JEFFERSON CITY, Mo. (AP) — A new ordinance in St. Louis prohibits discrimination based on “reproductive health decisions,” an effort by the heavily Democratic city to pre-empt a slew of anti-abortion measures advancing through Missouri’s Republican-controlled Legislature.
While largely symbolic, the ordinance that took effect last week bans employers from firing, refusing to hire or disciplining women because they have an abortion, take contraception, use artificial insemination or become pregnant out of wedlock.
Alderwoman Megan Ellyia Green said her ordinance wasn’t sparked by any specific case or current law. Rather, she viewed it as a way for the city to stake out its opposition to future laws enacted in Missouri, where Republicans now control all corners of government.
“I think a lot of advocates believe that those types of bills and that type of language is the future of discrimination,” Green said.
Last year, Missouri lawmakers killed a measure that several other GOP-led states approved letting companies cite a religious objection in denying employment or services.

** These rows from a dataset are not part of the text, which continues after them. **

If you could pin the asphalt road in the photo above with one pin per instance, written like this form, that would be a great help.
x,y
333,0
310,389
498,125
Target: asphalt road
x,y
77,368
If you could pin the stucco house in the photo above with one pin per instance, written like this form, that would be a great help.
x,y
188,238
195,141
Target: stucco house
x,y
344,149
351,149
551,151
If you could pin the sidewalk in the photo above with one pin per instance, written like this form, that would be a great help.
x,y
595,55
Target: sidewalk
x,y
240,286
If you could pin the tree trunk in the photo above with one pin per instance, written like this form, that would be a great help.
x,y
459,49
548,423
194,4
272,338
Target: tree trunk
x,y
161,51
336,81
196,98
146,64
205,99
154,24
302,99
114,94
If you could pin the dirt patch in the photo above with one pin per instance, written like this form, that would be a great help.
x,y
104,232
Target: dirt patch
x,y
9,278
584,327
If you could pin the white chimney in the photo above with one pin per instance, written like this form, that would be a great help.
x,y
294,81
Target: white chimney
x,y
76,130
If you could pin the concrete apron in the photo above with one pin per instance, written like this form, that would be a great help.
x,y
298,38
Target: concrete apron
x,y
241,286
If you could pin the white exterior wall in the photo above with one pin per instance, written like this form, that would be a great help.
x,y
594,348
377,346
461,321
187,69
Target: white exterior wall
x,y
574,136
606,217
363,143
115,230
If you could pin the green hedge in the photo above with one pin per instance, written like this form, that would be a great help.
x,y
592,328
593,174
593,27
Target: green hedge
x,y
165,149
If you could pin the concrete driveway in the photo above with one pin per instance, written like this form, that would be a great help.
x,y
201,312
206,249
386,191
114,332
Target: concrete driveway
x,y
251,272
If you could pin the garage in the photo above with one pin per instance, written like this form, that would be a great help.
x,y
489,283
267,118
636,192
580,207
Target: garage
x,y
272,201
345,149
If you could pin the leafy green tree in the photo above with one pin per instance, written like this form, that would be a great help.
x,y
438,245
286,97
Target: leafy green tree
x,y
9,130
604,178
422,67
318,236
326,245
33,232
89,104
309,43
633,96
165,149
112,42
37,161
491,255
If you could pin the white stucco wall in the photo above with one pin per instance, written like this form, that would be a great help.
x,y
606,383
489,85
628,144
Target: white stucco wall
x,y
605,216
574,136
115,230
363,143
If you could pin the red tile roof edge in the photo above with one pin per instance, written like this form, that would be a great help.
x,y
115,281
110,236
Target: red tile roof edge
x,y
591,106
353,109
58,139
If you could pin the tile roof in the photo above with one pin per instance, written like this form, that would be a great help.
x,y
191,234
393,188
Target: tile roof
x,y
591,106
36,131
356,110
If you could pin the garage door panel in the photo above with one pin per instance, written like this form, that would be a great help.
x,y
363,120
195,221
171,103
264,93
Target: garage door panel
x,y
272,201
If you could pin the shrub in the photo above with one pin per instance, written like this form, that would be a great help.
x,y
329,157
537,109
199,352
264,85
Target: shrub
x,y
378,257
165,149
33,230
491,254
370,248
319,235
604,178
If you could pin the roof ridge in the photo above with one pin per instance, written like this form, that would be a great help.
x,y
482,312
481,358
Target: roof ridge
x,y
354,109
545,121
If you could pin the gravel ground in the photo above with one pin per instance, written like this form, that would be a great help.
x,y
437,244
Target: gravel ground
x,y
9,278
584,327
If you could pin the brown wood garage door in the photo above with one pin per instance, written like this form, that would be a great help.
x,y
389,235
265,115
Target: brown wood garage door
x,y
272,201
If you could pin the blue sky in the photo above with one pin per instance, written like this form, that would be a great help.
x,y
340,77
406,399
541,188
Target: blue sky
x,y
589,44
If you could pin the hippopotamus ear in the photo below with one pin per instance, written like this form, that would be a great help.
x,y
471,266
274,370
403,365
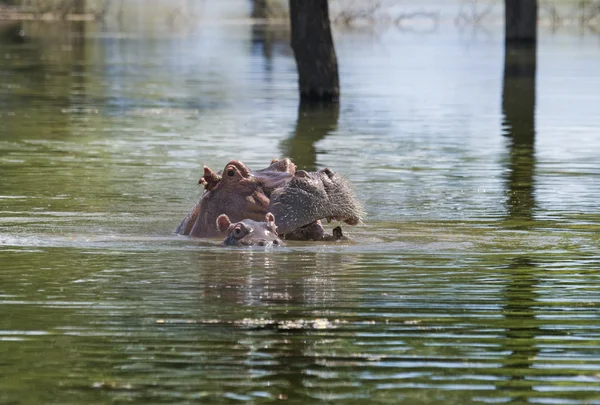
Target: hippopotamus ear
x,y
270,217
223,222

Such proposals — including a federal one applying to government contractors — were decried as discriminatory against the LGBT community, but Green said it’s not too far a stretch to imagine similar legislation targeting women for their pregnancy decisions.
Peter Karutz, a senior partner at MDD Forensic Accountants, said that while the St. Louis ordinance claims to roll back discrimination, it actually infringes on the religious rights of business owners.

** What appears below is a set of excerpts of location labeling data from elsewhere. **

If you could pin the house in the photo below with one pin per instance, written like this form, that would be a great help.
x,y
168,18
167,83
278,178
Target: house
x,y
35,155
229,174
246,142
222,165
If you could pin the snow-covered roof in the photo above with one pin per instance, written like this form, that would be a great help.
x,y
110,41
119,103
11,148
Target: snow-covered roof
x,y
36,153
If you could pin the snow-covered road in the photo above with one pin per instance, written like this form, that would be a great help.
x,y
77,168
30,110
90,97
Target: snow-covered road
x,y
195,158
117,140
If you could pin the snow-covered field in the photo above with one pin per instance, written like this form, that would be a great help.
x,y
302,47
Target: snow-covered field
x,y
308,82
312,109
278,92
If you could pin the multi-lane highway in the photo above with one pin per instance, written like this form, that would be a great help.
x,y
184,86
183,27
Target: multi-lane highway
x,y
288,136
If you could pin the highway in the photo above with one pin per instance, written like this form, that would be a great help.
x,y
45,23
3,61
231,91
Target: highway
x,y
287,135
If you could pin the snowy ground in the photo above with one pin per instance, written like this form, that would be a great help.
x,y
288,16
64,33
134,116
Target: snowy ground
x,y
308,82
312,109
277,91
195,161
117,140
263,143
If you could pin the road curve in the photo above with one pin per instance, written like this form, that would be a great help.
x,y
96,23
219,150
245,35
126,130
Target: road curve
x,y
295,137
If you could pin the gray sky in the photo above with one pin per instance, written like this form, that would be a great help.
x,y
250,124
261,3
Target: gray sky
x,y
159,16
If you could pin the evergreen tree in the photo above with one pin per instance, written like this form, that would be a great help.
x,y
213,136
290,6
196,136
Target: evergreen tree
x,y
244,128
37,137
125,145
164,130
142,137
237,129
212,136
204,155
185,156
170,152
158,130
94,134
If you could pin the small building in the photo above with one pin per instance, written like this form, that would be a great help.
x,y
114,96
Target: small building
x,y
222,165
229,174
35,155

“Businesses are not owned by robots,” said Karutz, who is also the president of the St. Louis chapter of an organization for Catholic business leaders. “They’re owned by people, and under the Constitution, people have the right to have their own beliefs.”
Religious organizations and several Republican legislators have spoken out against the St. Louis ordinance, and Gov. Eric Greitens has signaled he’ll fight against it.
“We need to send a clear message: the people of Missouri do not support Abortion Sanctuary Cities,” Greitens posted on Facebook last weekend about the ordinance.
Greitens’ spokesman Parker Briden didn’t respond to calls from The Associated Press.
Washington D.C, Boston and the state of Delaware all enacted laws in recent years prohibiting discrimination based on reproductive health decisions. But the partisan differences between leaders of St. Louis City Hall and the Missouri Statehouse raise the potential for a more direct clash down the road.
State laws usually override city laws, so St. Louis’ resistance may prove futile if Missouri legislators ultimately approve the kind of law the ordinance seeks to fend off. On Thursday, the Arkansas Supreme Court struck down a city ordinance banning discrimination based on sexual orientation or gender identity because of a state law prohibiting such local protections.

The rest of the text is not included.